Capítulo 8 – Os Insubmissos e o Futuro

Nem todos obedecem. Há sempre uns quantos — poucos, dispersos, por vezes solitários — que não se encaixam. Desde cedo, sentem o desconforto do mundo como ele é. Não se deixam anestesiar pelas fórmulas de sucesso, pelas promessas dos partidos, pelas tradições sem alma. São os insubmissos. Esses não se contentam com o papel que lhes foi escrito. Rasgam o guião. Perguntam o que não se deve perguntar. Dizem o que incomoda. Fazem o que ninguém ousa. Pagam o preço — sim. São rotulados de rebeldes, de lunáticos, de arrogantes. A sociedade teme-os, mas finge tolerância. O sistema tolera-os, mas mantém-nos à margem. Mas são eles que fazem o mundo girar.
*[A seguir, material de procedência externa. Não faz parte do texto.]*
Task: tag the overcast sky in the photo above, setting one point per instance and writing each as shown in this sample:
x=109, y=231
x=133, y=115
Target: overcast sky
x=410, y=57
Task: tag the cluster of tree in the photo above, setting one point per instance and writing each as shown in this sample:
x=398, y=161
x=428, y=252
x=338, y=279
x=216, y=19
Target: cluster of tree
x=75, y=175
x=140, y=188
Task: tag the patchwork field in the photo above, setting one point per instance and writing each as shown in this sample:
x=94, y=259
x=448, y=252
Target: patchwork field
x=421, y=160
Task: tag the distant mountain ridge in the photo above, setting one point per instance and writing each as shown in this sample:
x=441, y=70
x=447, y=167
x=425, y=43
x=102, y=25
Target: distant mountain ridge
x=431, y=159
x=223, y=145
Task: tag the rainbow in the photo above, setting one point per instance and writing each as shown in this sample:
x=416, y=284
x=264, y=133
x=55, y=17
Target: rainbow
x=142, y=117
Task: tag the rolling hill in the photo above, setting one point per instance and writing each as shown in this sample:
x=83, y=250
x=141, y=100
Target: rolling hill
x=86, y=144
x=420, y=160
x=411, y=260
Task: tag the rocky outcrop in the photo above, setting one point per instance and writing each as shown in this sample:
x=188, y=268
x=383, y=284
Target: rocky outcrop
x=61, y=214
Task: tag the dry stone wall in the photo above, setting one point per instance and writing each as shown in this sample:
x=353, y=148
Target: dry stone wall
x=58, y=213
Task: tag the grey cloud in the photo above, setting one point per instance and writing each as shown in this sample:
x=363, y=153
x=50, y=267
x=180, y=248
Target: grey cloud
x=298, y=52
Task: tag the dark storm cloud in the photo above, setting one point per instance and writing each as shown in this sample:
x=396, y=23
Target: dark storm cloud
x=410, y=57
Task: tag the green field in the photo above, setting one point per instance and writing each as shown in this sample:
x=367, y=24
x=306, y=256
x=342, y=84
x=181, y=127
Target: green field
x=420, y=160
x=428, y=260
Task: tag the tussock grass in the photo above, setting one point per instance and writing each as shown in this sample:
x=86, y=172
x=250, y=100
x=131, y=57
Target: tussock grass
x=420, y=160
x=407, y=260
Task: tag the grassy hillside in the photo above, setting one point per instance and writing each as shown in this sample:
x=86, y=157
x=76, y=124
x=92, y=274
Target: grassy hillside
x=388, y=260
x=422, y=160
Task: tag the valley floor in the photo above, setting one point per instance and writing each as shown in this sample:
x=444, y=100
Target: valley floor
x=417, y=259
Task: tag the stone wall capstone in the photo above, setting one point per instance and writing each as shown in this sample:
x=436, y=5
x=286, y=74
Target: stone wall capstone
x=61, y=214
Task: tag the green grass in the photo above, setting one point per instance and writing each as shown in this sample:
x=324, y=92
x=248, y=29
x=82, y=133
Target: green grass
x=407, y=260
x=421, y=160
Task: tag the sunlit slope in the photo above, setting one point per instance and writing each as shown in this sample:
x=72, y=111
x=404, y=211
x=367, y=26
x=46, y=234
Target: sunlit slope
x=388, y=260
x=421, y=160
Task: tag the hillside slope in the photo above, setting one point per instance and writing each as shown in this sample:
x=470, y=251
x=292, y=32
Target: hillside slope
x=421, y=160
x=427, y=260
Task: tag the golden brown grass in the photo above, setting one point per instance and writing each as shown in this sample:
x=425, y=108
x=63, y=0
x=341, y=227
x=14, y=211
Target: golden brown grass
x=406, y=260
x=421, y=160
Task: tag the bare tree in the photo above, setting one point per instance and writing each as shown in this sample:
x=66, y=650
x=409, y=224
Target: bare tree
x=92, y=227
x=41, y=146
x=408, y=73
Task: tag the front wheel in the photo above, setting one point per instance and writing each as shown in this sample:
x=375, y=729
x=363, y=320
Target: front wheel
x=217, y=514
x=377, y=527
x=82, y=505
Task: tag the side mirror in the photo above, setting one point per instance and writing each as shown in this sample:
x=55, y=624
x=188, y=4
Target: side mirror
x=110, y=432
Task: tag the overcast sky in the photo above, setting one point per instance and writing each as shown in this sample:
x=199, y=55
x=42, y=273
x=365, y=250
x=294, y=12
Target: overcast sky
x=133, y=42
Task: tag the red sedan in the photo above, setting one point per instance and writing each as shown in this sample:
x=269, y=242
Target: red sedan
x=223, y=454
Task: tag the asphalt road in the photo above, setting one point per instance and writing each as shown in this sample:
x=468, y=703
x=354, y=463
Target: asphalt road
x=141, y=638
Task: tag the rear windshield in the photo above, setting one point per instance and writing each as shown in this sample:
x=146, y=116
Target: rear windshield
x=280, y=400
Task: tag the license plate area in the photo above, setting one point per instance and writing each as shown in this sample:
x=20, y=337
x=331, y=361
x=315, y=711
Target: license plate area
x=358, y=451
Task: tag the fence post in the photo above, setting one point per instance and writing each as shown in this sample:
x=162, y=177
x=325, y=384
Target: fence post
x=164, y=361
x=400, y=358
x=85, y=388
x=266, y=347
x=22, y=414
Enquanto os outros repetem, os insubmissos criam. Enquanto os outros obedecem, os insubmissos questionam. Enquanto os outros sobrevivem, os insubmissos vivem. E viver, quando todos apenas sobrevivem, é um ato revolucionário. Eles são os poetas que escrevem contra o vento. Os cientistas que não se curvam à ideologia. Os operários que se recusam a calar. Os jovens que não aceitam a resignação como destino. O futuro pertence-lhes — não porque o exijam, mas porque o constroem. Pedra a pedra, falha a falha, rasgo a rasgo. E é graças a eles que ainda há futuro. Porque sem insubmissão, não há mudança. Sem mudança, não há evolução. E sem evolução… há apenas repetição. Por isso, quando o mundo parecer escuro, ou demasiado ruidoso, ou estagnado… Procura os insubmissos. Estarão a plantar ideias num campo árido. Estarão a escrever livros que poucos leem. Estarão a programar sistemas livres em servidores esquecidos. Estarão a amar de forma diferente, a educar com liberdade, a resistir com dignidade. Eles são a semente. O amanhã é o fruto. E tu, leitor — estás a obedecer ao passado… ou a dar voz ao futuro?

Capítulo 9 – A Rebelião Interior

Há quem fale de revoluções como quem fala de épicos históricos — bandeiras ao vento, multidões nas praças, muros a cair. Mas a mais difícil, a mais temida, a mais profunda de todas… acontece por dentro. A rebelião interior não tem hino. Não tem palco. Não sai nas notícias. Mas é a semente de tudo o que se transforma no mundo. Rebelião interior é aquele momento em que algo em ti diz “não” — mesmo que tudo à tua volta diga “sim”. É quando deixas de seguir por seguir. Quando deixas de acreditar só porque sempre acreditaste. Quando olhas para o espelho e, em vez de te veres, vês um papel mal representado — e recusas continuar a farsa. Não é uma explosão. É uma fricção. Um desconforto persistente, como areia na alma. Um cansaço de seres quem esperam que sejas. Um impulso silencioso de voltares a ti. Mas atenção: a rebelião interior é perigosa. Ela rouba-te as certezas. Torna-te estranho para os outros — e às vezes para ti próprio. Faz-te sentir perdido, desenraizado, nu. E é por isso que muitos desistem. Voltam ao velho papel. Acomodam-se. Chamam “maturidade” à desistência. Chamam “realismo” ao medo. Chamam “equilíbrio” à anestesia. Mas quem não se rende à rebelião interior, renasce. Sai do ciclo. Vê o mundo com outros olhos. Passa a viver com uma integridade feroz — não perfeita, mas verdadeira. Esses rebeldes interiores não gritam nas ruas — iluminam nas entrelinhas. Questionam nas conversas de café. Desmontam dogmas nas entrelinhas dos livros. Plantam liberdade nos filhos. E vivem de forma tão autêntica que incomodam sem dizer uma palavra. São perigosos. Porque são livres. E num mundo onde tudo se compra, tudo se mede, tudo se controla… A liberdade interior é a última rebelião possível. E tu, leitor — estás pronto para essa guerra silenciosa?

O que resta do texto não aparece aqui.